Два слова о декорации. Замысел был хорош. Дать всю эту драму на фоне чего–то вроде золотого алтаря, чтобы повысить торжественность происходящего. Еще лучше, что этот алтарь выдержан в стиле барокко. Он устремляется вверх, разбивается неожиданными противоположными плоскостями. В нем, как и в самой драме, как и во всем барокко вообще, есть монументальность и беспокойство. (То, что и воскрешает теперь барокко в Германии и у нас, в отличие от стремления Франции к спокойной пластичности. ) Но выполнены декорации плохо. Сцена мала. Вся структура получает характер довольно мизерного иератизма  *. Все это плохо позолочено. Я заметил позолоту только тогда, когда рампа была потушена и вся сцена освещалась тремя свечами.

*  жречества (от греч. hieratikos). — Ред.

Великолепна мысль Эггерта сопроводить пьесу музыкальным и местами хоровым комментарием. Музыка Курочкина интересна. Хоры звучат превосходно, и аккомпанемент этот в некоторые драматические моменты сильно потрясает. Время от времени сквозь голоса пробиваются звуки фисгармонии, и все это наводит на такую мысль, что этот же спектакль должен быть показан на большой сцене. Если бы конструкция алтаря была бы действительно пышно–величавой, если бы хоры сопровождались мощным органом, то спектакль производил бы действительно колоссальное впечатление.

Но как жаль, как жаль, во–первых, что Эггерт употребил свое замечательное чутье, свою работоспособность и талант на то, чтобы поставить так ярко пьесу, отнюдь не лишенную достоинств и взятую из подходящей для преследуемого Эггертом стиля эпохи, но идейно столь нам чуждую, идейно столь бедную; как жаль, во–вторых, что все это происходит в каком–то закоулке на Бронной.

Мои выводы были бы такие: надо дать возможность Эггерту проявить свой уклон и свой талант более широко  *. Надо более идейно богатую пьесу и при этом в условиях достаточно большого театра 3. Может быть, невыполнимы оба эти условия сразу. Хорошо бы показать самого «Бориса», как опыт, на большой сцене. Хорошо на маленькой сцене Эггерту взять, как опыт, более содержательную и более глубоко волнующую пьесу.

*  Это сделано теперь, в 1924 году, и К. В. Эггерт обязан в этом же году оправдать оказываемое ему государством доверие. Если это удастся ему, — будущее обеспечено за его театром. [Примечание 1924 г.]

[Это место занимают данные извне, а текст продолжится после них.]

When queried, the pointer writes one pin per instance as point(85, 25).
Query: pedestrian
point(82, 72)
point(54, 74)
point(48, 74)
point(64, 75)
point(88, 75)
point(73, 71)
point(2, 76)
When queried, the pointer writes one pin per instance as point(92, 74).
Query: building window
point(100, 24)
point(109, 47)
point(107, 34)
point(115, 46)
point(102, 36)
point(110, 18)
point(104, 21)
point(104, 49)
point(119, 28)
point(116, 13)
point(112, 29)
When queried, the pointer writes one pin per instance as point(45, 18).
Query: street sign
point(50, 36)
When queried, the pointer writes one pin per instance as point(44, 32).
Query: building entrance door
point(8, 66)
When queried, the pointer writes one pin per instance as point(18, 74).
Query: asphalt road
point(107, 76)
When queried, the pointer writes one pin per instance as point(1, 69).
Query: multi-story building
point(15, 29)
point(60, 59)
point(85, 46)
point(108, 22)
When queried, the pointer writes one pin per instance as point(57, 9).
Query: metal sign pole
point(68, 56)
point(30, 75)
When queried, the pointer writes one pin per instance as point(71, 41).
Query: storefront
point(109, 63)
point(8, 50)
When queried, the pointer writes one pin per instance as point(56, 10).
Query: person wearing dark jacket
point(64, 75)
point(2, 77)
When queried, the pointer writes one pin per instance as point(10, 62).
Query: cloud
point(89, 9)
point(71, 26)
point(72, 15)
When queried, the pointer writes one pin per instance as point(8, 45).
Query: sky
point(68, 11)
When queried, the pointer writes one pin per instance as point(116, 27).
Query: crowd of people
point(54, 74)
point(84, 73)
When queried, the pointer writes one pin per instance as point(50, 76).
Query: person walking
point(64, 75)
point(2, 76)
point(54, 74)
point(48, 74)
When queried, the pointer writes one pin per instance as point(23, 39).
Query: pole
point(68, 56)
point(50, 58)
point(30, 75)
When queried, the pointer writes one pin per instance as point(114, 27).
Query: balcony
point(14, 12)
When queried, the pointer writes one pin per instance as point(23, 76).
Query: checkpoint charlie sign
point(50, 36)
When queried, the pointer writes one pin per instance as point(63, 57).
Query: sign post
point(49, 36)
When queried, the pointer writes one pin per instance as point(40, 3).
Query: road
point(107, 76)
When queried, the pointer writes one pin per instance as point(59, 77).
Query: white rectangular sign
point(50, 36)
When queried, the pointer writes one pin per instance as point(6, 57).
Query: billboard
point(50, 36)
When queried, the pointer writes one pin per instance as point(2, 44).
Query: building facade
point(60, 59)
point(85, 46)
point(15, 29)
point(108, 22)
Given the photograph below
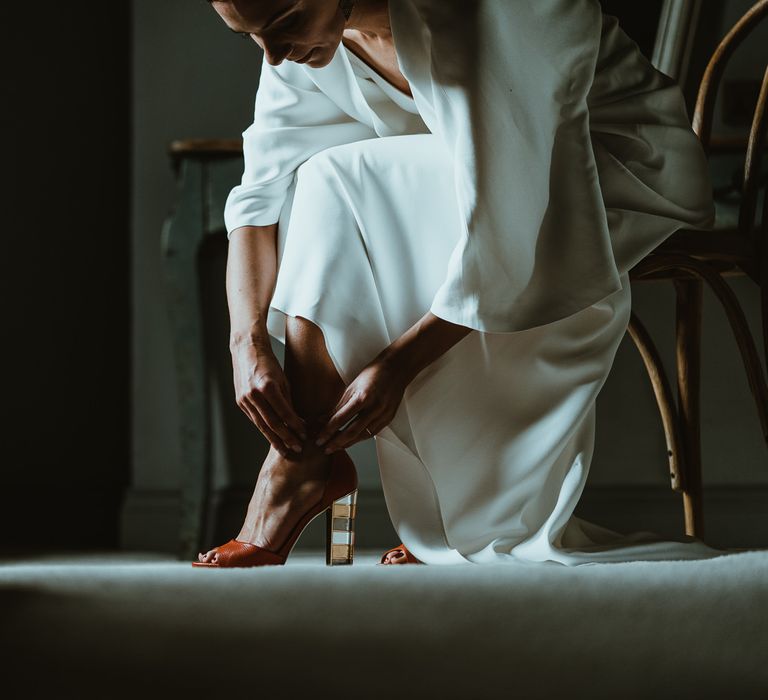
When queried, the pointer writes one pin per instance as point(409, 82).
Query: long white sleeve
point(507, 86)
point(292, 121)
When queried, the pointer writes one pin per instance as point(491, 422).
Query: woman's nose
point(275, 54)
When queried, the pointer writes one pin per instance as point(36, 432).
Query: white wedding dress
point(490, 449)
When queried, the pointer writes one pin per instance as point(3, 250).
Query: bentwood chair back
point(692, 258)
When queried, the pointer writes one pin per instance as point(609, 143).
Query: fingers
point(275, 423)
point(258, 421)
point(347, 408)
point(357, 430)
point(281, 405)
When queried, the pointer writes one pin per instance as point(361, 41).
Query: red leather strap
point(409, 558)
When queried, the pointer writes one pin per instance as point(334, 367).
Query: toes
point(394, 557)
point(207, 557)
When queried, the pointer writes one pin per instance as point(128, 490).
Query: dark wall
point(65, 275)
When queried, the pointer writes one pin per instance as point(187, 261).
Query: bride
point(440, 205)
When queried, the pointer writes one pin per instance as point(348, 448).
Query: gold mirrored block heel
point(340, 531)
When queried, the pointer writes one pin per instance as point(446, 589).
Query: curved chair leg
point(688, 355)
point(664, 400)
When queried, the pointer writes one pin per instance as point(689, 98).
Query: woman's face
point(304, 31)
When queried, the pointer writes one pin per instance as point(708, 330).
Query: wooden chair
point(691, 258)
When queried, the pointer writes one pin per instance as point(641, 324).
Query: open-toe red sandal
point(409, 558)
point(339, 503)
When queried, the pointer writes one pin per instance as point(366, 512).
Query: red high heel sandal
point(339, 503)
point(409, 558)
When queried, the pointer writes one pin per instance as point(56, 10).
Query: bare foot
point(287, 487)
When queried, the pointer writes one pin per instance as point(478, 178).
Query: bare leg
point(287, 487)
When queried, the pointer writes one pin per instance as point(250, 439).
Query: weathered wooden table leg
point(182, 236)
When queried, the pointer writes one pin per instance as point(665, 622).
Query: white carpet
point(124, 626)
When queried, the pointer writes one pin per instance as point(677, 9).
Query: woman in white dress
point(440, 205)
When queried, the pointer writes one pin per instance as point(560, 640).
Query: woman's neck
point(370, 19)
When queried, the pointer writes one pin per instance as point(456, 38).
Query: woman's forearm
point(425, 341)
point(250, 282)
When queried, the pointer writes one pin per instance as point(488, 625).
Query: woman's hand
point(263, 394)
point(368, 405)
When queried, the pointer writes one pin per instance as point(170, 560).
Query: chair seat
point(727, 250)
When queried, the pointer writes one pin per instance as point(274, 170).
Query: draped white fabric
point(490, 450)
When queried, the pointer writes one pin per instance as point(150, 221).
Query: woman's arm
point(425, 341)
point(371, 400)
point(261, 388)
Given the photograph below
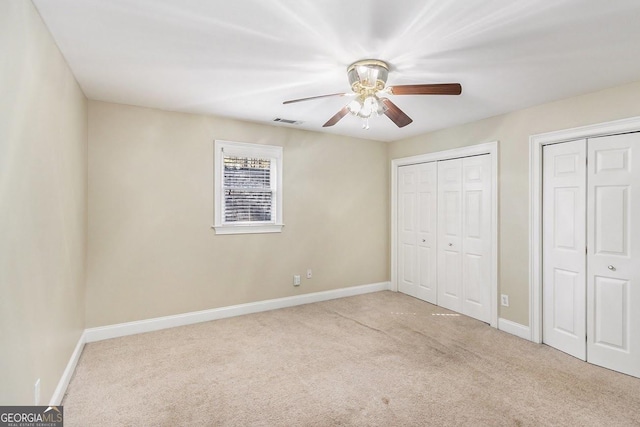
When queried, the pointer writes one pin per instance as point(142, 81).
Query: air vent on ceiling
point(287, 121)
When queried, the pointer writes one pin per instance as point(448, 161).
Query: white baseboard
point(61, 389)
point(514, 328)
point(149, 325)
point(158, 323)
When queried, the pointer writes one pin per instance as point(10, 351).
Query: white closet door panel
point(564, 243)
point(450, 234)
point(613, 272)
point(417, 216)
point(427, 231)
point(408, 230)
point(476, 237)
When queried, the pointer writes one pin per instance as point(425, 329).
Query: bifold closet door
point(591, 250)
point(464, 236)
point(417, 215)
point(613, 259)
point(564, 242)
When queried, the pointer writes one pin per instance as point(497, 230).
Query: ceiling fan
point(368, 79)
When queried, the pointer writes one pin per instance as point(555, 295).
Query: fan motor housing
point(368, 75)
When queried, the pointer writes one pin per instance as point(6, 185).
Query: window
point(248, 188)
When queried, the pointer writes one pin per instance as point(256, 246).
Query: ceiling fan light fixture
point(354, 106)
point(368, 74)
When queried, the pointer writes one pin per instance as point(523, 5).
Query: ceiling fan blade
point(314, 97)
point(336, 118)
point(427, 89)
point(396, 115)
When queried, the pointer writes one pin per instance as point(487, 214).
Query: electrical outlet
point(504, 300)
point(36, 389)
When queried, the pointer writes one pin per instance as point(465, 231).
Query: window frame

Во всяком случае, в то время как у нас бесконечно кричат о курьезах, имеющих такое же отношение к постепенному росту возмужалости физиономии театра, как вскочивший на нос прыщ, проходят почти незамеченными органические процессы; всесторонних исканий, разными путями направленные к героическому, патетическому и синтетическому театру, который нам нужен в области драмы, как нам нужен также монументальный аристофановский фарс в области комедии.


1 Пьеса М. Е. Лобанова «Борис Годунов» была поставлена в 1923 году в студии «Золотой петух», руководимой К. В. Эггертом. Художник спектакля — И. С. Федотов. Премьера спектакля — 12 января — был днем открытия студии.

2 Премьера оперетты Ш. Лекока «Жирофле–Жирофля» (русский текст А. М. Арго и Н. А. Адуева) в Камерном театре состоялась 3 октября 1922 года. Постановка А. Я. Таирова. Художник — Г. Б. Якулов.

3 В сентябре 1923 г. произошло слияние студии «Золотой петух» со Студией им. А. М. Горького — в Студию русского театра. В сентябре 1924 г. она была переименована в Новый драматический театр, директором и главным режиссером которого был назначен К. В. Эггерт. Театр просуществовал до 1925 г.